Strategies and Business Models Vary
The strategic approach to battery swapping varies by company. Startups such as Raido are developing universal swappable batteries that can be installed on any electric kick (e-kick) scooter in 10 minutes. These batteries would enable established sharing operators such as Lime or Bird to adopt battery swapping widely throughout their fleet. Raido claims that its solution reduces the operational cost of recharging e-scooters by 50% to 80%.
Some shared micromobility service providers such as Bolt Mobility, Dott, Neuron, Revel, and TIER Mobility are already integrating battery swapping capabilities throughout their fleets as they realize its benefits. For example, roughly 80% of TIER Mobility’s 40,000 deployed e-kick scooters have swappable battery technology, and all of Revel’s seated e-scooters use battery swapping.
In Taiwan, Gogoro offers a range of seated e-scooters for private sale and provides a network of more than 1,600 shared battery swapping vending machines. (The company sells consumers its seated e-scooters but owns the batteries.) Gogoro is managing over 200,000 battery swaps per day at its swapping locations for a $25 monthly subscription. The company’s battery swapping stations connect to the cloud, run automated diagnostics tests, and can coordinate with electricity grid demand in cities, charging batteries only at times when energy demand is low.

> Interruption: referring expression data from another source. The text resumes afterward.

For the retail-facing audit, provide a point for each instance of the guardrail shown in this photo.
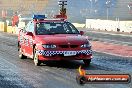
(109, 25)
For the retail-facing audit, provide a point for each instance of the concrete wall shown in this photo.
(109, 25)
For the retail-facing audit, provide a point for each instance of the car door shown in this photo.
(30, 39)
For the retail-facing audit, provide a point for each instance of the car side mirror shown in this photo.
(29, 33)
(81, 32)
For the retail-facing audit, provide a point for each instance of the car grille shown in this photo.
(68, 46)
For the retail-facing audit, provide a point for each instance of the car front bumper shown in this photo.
(64, 55)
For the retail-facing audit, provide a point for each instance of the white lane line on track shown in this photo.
(111, 33)
(112, 54)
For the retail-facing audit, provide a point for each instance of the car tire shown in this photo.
(21, 56)
(37, 62)
(87, 62)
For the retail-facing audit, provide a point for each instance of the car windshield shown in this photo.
(45, 28)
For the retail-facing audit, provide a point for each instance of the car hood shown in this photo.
(61, 39)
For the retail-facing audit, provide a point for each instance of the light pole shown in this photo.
(108, 6)
(130, 6)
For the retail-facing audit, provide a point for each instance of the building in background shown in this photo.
(77, 10)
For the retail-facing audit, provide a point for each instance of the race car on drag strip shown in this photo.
(53, 39)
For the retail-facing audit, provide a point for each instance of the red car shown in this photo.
(53, 39)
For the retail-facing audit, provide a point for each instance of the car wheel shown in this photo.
(21, 56)
(87, 62)
(36, 60)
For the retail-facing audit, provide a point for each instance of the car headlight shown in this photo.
(86, 46)
(48, 46)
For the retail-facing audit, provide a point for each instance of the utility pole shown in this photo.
(108, 2)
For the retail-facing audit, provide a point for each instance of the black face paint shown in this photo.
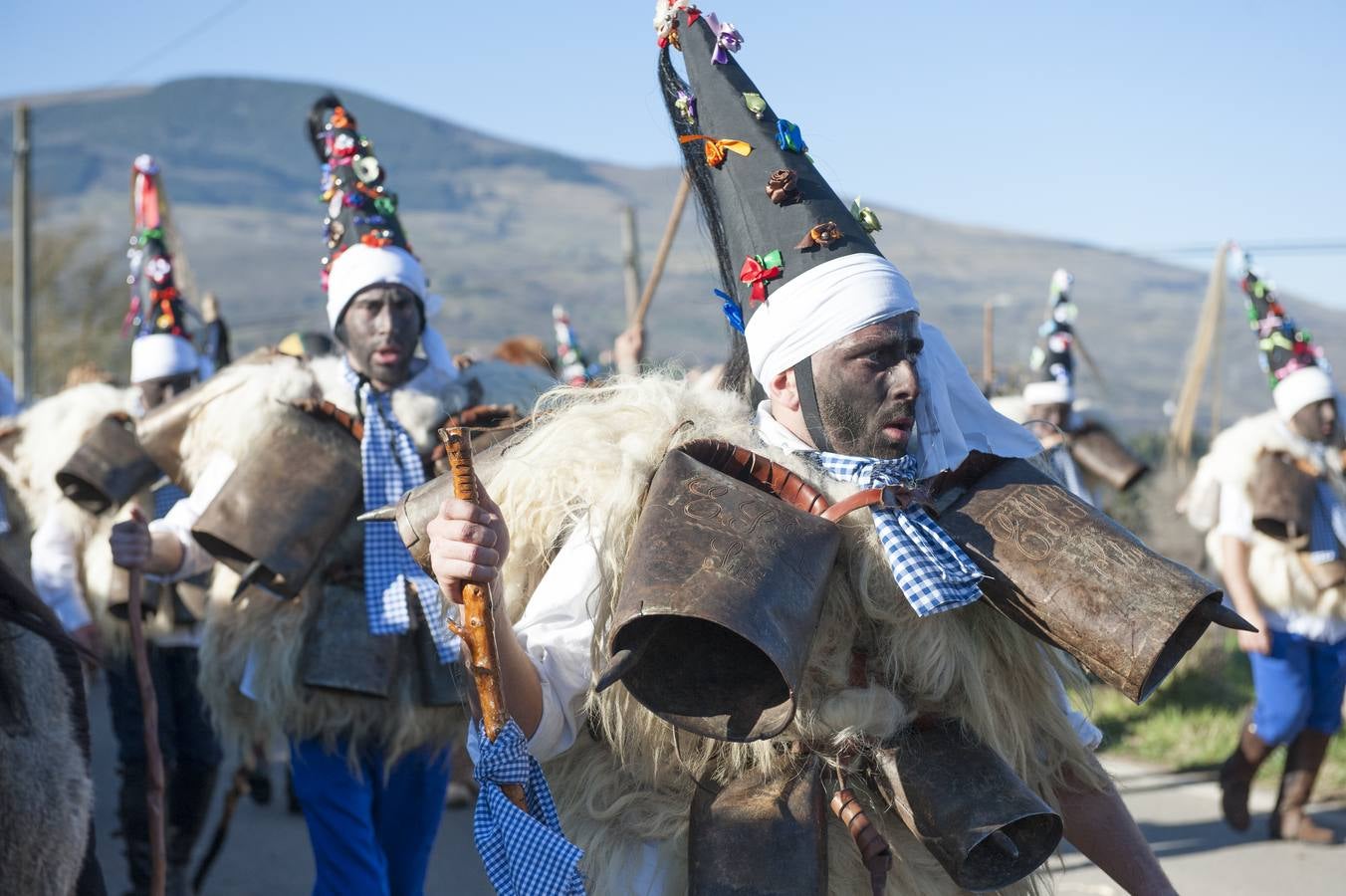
(867, 387)
(379, 330)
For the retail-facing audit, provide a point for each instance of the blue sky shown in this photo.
(1135, 125)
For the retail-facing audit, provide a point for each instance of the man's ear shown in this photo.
(784, 391)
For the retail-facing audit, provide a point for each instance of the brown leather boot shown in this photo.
(1302, 763)
(1235, 777)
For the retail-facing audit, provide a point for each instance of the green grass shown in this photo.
(1193, 720)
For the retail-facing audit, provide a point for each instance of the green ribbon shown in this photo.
(866, 215)
(771, 260)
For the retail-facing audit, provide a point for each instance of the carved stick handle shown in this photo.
(478, 628)
(153, 755)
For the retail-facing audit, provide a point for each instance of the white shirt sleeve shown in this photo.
(183, 516)
(558, 632)
(1235, 514)
(56, 572)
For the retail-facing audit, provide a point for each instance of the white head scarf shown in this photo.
(838, 298)
(362, 267)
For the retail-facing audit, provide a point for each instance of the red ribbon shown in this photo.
(757, 275)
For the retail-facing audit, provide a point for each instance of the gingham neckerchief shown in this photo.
(524, 853)
(933, 572)
(390, 467)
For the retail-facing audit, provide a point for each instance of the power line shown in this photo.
(1269, 248)
(176, 42)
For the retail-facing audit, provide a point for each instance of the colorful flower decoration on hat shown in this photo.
(783, 186)
(1281, 344)
(715, 148)
(758, 269)
(866, 215)
(787, 136)
(155, 303)
(727, 39)
(825, 234)
(756, 104)
(685, 104)
(731, 311)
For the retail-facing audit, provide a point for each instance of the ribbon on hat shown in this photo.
(731, 311)
(685, 104)
(787, 136)
(715, 149)
(825, 234)
(760, 269)
(864, 214)
(727, 38)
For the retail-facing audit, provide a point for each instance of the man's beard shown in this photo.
(859, 431)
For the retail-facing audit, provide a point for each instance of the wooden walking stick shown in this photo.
(149, 711)
(661, 256)
(478, 628)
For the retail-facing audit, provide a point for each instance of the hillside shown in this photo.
(507, 230)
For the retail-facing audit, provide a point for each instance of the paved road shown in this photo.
(268, 854)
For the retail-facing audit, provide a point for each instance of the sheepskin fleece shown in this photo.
(1273, 566)
(46, 793)
(270, 628)
(593, 452)
(47, 433)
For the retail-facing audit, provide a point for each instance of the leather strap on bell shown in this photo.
(756, 470)
(326, 409)
(809, 404)
(875, 852)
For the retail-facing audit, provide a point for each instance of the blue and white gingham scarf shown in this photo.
(933, 572)
(524, 853)
(390, 467)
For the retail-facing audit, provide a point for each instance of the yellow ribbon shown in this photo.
(715, 148)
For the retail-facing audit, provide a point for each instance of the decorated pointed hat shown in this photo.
(366, 244)
(1295, 367)
(798, 265)
(156, 317)
(1052, 360)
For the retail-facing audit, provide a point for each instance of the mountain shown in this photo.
(507, 230)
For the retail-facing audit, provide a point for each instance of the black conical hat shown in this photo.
(156, 307)
(1052, 355)
(358, 206)
(752, 224)
(1283, 347)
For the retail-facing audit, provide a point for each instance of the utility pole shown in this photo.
(22, 260)
(630, 261)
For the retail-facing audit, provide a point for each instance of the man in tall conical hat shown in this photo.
(356, 669)
(70, 545)
(859, 391)
(1079, 447)
(1269, 493)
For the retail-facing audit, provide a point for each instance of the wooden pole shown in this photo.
(153, 757)
(989, 347)
(478, 628)
(661, 256)
(23, 383)
(630, 261)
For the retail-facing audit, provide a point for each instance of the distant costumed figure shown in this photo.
(328, 632)
(720, 617)
(1269, 497)
(1079, 447)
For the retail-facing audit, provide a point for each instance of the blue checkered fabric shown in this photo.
(165, 497)
(524, 853)
(1327, 528)
(390, 467)
(933, 572)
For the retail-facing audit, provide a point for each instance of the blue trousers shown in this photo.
(370, 829)
(1299, 685)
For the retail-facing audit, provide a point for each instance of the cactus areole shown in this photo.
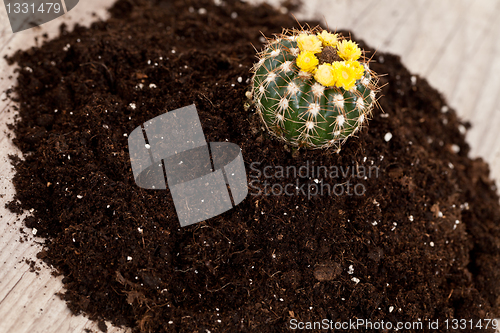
(313, 88)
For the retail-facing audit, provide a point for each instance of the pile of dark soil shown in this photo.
(414, 237)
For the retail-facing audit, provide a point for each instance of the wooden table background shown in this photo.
(454, 44)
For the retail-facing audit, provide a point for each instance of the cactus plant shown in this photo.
(313, 88)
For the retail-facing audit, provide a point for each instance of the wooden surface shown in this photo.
(455, 44)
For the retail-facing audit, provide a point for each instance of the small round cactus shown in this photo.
(313, 88)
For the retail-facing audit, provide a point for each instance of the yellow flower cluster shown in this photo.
(339, 73)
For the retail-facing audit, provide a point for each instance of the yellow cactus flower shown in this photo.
(307, 61)
(345, 75)
(309, 43)
(325, 75)
(348, 50)
(359, 70)
(327, 38)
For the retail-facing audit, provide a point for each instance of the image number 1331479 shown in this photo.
(26, 14)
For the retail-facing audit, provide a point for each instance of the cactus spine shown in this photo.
(313, 89)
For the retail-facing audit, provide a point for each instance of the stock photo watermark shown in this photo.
(310, 180)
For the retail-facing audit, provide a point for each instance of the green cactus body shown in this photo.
(298, 109)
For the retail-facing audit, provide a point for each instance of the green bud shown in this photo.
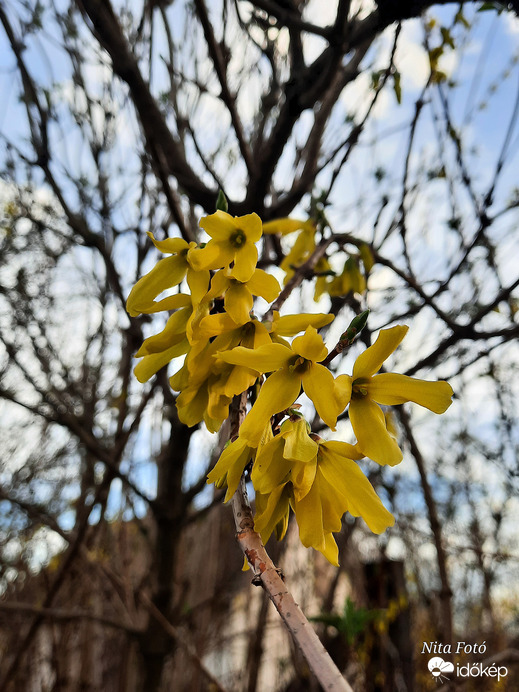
(221, 202)
(356, 326)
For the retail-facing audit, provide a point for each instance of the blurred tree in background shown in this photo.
(395, 125)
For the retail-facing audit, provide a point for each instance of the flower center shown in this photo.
(300, 364)
(359, 389)
(238, 238)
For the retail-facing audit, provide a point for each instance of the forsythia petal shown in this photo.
(319, 385)
(310, 345)
(390, 389)
(266, 358)
(369, 426)
(278, 392)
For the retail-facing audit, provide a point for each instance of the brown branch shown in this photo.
(217, 56)
(62, 614)
(268, 576)
(166, 151)
(181, 641)
(436, 529)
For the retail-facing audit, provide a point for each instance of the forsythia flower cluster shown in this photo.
(228, 351)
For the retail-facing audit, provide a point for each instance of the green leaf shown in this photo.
(356, 326)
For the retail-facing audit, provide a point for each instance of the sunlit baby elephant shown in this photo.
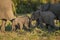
(20, 22)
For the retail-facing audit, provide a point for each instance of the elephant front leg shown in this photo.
(13, 26)
(3, 25)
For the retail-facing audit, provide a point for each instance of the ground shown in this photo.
(34, 34)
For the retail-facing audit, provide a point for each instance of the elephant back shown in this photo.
(6, 10)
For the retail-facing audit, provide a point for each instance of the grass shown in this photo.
(34, 34)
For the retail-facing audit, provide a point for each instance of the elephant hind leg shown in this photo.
(3, 25)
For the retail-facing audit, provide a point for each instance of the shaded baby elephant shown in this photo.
(21, 21)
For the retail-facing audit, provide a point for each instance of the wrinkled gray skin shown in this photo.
(55, 8)
(6, 12)
(41, 17)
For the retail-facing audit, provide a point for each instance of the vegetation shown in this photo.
(23, 7)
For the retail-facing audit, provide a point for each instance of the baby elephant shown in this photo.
(20, 21)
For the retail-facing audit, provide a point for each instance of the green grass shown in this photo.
(36, 34)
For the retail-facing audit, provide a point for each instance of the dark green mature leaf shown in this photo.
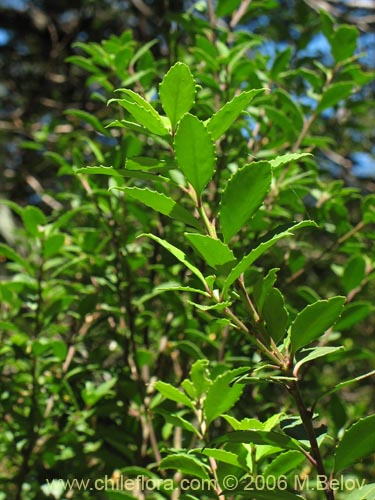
(221, 397)
(172, 393)
(195, 152)
(142, 111)
(334, 94)
(223, 119)
(243, 195)
(177, 92)
(358, 442)
(179, 254)
(161, 203)
(214, 252)
(314, 320)
(344, 42)
(187, 464)
(251, 257)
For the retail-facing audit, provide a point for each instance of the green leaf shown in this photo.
(177, 92)
(314, 353)
(142, 111)
(172, 393)
(344, 42)
(8, 252)
(282, 160)
(250, 258)
(223, 456)
(357, 442)
(214, 252)
(334, 94)
(275, 314)
(354, 272)
(52, 245)
(187, 464)
(270, 438)
(88, 118)
(32, 218)
(195, 152)
(314, 320)
(161, 203)
(284, 463)
(243, 195)
(223, 119)
(179, 254)
(221, 397)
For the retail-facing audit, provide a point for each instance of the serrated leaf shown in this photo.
(282, 160)
(250, 258)
(161, 203)
(8, 252)
(142, 111)
(223, 119)
(214, 252)
(270, 438)
(172, 393)
(177, 92)
(243, 195)
(334, 94)
(284, 463)
(187, 464)
(179, 254)
(314, 320)
(223, 456)
(315, 353)
(357, 442)
(195, 152)
(221, 397)
(344, 42)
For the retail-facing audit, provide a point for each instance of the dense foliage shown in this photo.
(196, 305)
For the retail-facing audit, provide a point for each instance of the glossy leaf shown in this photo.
(221, 397)
(243, 195)
(161, 203)
(214, 252)
(334, 94)
(187, 464)
(251, 257)
(179, 254)
(314, 320)
(177, 92)
(142, 111)
(223, 119)
(195, 152)
(358, 442)
(172, 393)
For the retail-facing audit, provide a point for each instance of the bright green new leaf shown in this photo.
(195, 152)
(142, 111)
(344, 42)
(161, 203)
(358, 442)
(354, 272)
(177, 92)
(243, 195)
(221, 397)
(187, 464)
(282, 160)
(32, 218)
(172, 393)
(250, 258)
(179, 254)
(223, 119)
(334, 94)
(214, 252)
(314, 320)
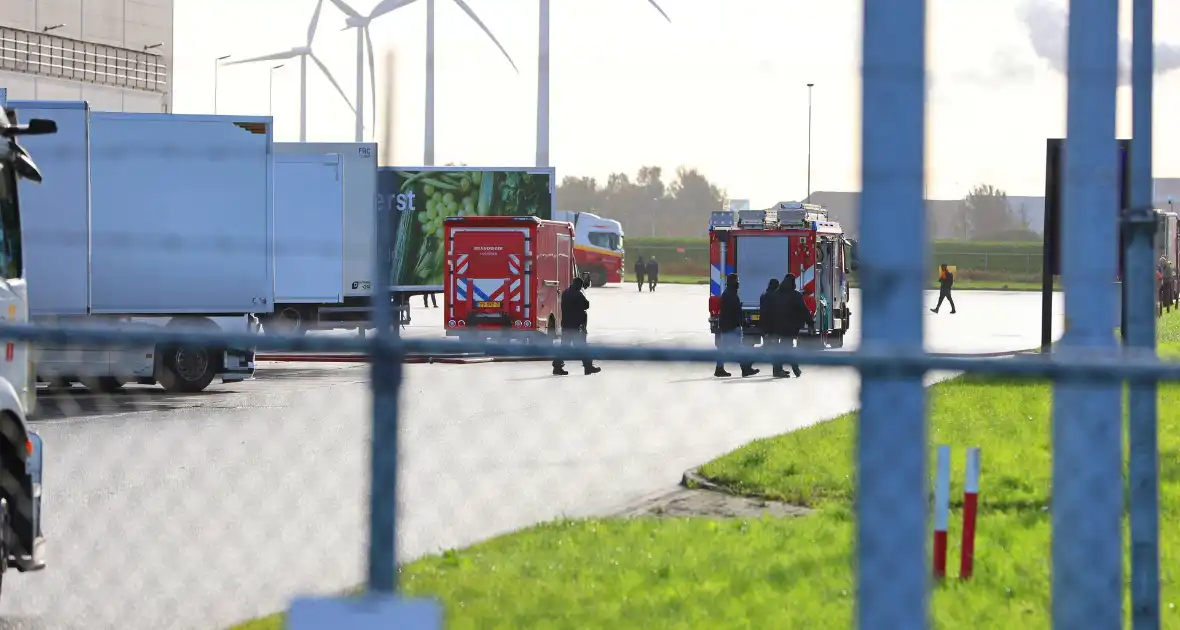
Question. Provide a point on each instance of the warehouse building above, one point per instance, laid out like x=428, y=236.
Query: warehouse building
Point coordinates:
x=113, y=53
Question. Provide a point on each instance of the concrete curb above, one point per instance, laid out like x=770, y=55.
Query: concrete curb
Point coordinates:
x=364, y=359
x=693, y=479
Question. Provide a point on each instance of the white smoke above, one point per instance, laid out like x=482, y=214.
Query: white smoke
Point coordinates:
x=1047, y=25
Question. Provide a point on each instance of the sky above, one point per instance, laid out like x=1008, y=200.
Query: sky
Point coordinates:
x=721, y=89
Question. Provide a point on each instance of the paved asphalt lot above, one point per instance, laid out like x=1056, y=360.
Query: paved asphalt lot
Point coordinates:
x=201, y=511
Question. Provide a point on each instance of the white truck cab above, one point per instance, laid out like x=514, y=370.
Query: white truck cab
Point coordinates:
x=21, y=453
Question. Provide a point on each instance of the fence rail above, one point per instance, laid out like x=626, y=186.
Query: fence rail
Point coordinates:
x=893, y=582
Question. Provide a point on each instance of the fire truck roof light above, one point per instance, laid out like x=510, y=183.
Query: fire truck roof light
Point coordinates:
x=721, y=218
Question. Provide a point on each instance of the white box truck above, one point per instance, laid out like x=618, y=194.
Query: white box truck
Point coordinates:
x=325, y=220
x=153, y=221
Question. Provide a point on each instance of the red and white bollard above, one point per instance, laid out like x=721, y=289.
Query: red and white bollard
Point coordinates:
x=942, y=509
x=970, y=509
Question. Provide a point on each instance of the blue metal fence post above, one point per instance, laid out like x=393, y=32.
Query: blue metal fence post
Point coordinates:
x=1087, y=428
x=1140, y=279
x=893, y=577
x=385, y=381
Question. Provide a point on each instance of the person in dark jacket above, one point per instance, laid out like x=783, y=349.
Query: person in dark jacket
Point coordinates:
x=767, y=314
x=945, y=281
x=792, y=315
x=729, y=326
x=574, y=326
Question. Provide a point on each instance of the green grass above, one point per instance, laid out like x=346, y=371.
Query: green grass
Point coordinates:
x=797, y=572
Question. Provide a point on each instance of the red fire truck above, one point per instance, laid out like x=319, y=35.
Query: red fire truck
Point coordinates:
x=790, y=238
x=505, y=276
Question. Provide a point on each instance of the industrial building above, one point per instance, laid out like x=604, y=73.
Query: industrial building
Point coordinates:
x=113, y=53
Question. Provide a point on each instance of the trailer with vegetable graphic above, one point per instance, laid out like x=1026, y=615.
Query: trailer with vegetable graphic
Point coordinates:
x=454, y=191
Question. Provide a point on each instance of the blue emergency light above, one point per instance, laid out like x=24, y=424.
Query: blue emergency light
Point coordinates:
x=721, y=218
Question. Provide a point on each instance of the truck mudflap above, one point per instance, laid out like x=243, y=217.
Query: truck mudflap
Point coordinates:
x=237, y=365
x=21, y=465
x=35, y=465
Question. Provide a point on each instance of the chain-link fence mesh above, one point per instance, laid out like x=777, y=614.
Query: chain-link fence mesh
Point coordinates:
x=198, y=510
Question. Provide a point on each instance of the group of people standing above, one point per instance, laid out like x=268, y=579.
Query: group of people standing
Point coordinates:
x=649, y=269
x=782, y=312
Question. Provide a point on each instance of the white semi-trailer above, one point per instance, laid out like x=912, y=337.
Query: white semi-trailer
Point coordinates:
x=325, y=220
x=153, y=221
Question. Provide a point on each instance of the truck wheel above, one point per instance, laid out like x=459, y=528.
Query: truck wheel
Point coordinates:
x=104, y=385
x=597, y=276
x=188, y=369
x=5, y=533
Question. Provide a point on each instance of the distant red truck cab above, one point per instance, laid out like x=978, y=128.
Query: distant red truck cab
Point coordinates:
x=505, y=276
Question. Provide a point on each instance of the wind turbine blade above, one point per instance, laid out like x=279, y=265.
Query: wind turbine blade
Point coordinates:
x=273, y=57
x=368, y=41
x=340, y=91
x=387, y=6
x=486, y=31
x=653, y=2
x=315, y=21
x=346, y=10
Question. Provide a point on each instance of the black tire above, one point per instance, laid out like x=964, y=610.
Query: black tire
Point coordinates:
x=5, y=537
x=104, y=385
x=59, y=382
x=188, y=369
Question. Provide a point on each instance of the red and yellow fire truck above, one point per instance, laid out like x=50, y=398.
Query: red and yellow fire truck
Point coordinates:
x=792, y=237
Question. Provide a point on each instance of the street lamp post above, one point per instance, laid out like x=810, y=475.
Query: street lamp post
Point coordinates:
x=216, y=69
x=808, y=139
x=270, y=98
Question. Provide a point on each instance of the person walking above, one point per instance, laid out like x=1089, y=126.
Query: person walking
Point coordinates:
x=945, y=281
x=1167, y=287
x=574, y=326
x=641, y=269
x=792, y=315
x=767, y=316
x=729, y=327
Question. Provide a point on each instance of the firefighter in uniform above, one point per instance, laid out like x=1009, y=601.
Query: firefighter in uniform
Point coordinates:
x=945, y=281
x=574, y=326
x=729, y=327
x=792, y=315
x=768, y=314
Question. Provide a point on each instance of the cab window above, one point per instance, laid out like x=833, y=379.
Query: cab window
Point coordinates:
x=604, y=240
x=10, y=225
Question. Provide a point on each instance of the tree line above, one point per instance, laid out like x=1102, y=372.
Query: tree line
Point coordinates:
x=646, y=204
x=985, y=214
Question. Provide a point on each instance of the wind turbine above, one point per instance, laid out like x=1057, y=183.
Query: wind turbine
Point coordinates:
x=303, y=53
x=355, y=20
x=543, y=80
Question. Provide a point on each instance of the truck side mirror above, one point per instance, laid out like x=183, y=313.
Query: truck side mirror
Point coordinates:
x=40, y=126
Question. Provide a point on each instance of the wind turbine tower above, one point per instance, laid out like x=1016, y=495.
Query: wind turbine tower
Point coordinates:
x=303, y=53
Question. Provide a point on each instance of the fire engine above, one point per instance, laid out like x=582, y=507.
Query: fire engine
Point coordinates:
x=792, y=237
x=505, y=275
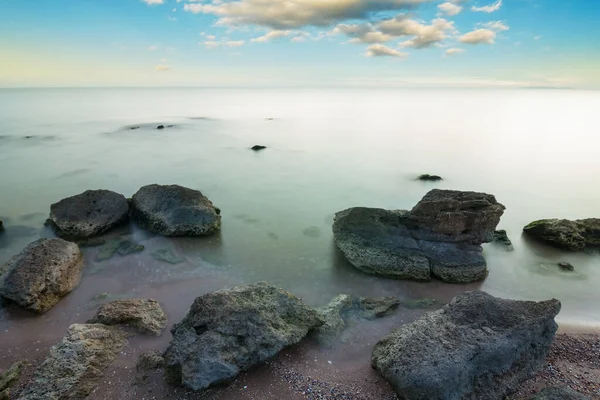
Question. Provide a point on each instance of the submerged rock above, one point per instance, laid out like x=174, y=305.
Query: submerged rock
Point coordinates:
x=431, y=178
x=44, y=272
x=229, y=331
x=559, y=393
x=477, y=347
x=74, y=365
x=439, y=237
x=144, y=315
x=569, y=235
x=88, y=214
x=174, y=210
x=501, y=237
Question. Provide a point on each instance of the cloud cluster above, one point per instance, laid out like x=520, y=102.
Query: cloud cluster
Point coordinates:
x=293, y=14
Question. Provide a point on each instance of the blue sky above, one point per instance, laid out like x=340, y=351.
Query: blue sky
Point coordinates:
x=504, y=43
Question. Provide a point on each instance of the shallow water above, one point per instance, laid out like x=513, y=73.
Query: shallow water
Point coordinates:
x=327, y=150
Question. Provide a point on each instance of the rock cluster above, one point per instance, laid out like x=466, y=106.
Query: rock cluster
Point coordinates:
x=441, y=236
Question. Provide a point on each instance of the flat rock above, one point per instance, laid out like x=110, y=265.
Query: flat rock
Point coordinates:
x=88, y=214
x=565, y=234
x=44, y=272
x=74, y=366
x=144, y=315
x=439, y=237
x=476, y=347
x=174, y=210
x=559, y=393
x=229, y=331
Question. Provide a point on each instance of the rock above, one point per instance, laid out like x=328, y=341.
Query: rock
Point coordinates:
x=44, y=272
x=431, y=178
x=371, y=308
x=88, y=214
x=145, y=315
x=10, y=377
x=566, y=266
x=440, y=237
x=476, y=347
x=559, y=393
x=501, y=237
x=229, y=331
x=74, y=365
x=174, y=210
x=569, y=235
x=167, y=255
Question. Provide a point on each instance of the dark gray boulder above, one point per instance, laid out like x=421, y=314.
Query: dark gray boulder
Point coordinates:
x=74, y=366
x=43, y=273
x=88, y=214
x=174, y=210
x=559, y=393
x=440, y=236
x=565, y=234
x=144, y=315
x=476, y=347
x=229, y=331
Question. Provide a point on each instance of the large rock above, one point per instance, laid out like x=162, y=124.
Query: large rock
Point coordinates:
x=441, y=236
x=145, y=315
x=174, y=210
x=565, y=234
x=74, y=365
x=477, y=347
x=229, y=331
x=44, y=272
x=88, y=214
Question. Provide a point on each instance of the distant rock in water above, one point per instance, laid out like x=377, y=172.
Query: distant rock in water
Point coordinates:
x=173, y=210
x=565, y=234
x=43, y=273
x=229, y=331
x=74, y=366
x=440, y=236
x=476, y=347
x=145, y=315
x=430, y=178
x=88, y=214
x=501, y=237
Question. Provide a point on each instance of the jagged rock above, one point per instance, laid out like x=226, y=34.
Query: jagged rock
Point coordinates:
x=569, y=235
x=476, y=347
x=145, y=315
x=44, y=272
x=431, y=178
x=88, y=214
x=229, y=331
x=439, y=237
x=174, y=210
x=559, y=393
x=10, y=377
x=501, y=237
x=74, y=365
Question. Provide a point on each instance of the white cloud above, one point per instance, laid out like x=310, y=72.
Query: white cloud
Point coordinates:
x=478, y=36
x=489, y=9
x=287, y=14
x=379, y=50
x=454, y=51
x=270, y=36
x=450, y=8
x=497, y=26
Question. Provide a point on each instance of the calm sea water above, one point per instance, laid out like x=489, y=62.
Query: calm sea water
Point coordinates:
x=536, y=151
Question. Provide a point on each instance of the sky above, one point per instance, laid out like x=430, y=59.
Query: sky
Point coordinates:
x=357, y=43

Adoption Will Be Mixed Across Use Cases
The value of battery swapping is a highly debated topic in the micromobility industry. While battery swapping lowers operational costs through avoiding transport of e-scooters for charging and redistribution, it introduces drawbacks. Batteries used in swapping applications generally need to be smaller and have additional electronics to connect them. Service operators will also need to have roughly 1.5 batteries of inventory for every e-scooter, causing capital costs to rise and reducing the environmental benefits of reduced truck rolls. Guidehouse Insights expects battery swapping to increasingly be integrated into e-kick scooter sharing services that use smaller batteries and have high ridership rates (over 10 rides per day per vehicle).
However, services that use e-kick scooters with long ranges (e.g., Superpedestrian’s LINK service uses vehicles with 55 miles of range) are unlikely to use battery swapping, as the number of charging interventions needed is much lower compared to other services. For more information and analysis on emerging technology trends in micromobility, such as data sharing, wireless charging, and automation, see Guidehouse Insights’ upcoming Micromobility Sharing Services report.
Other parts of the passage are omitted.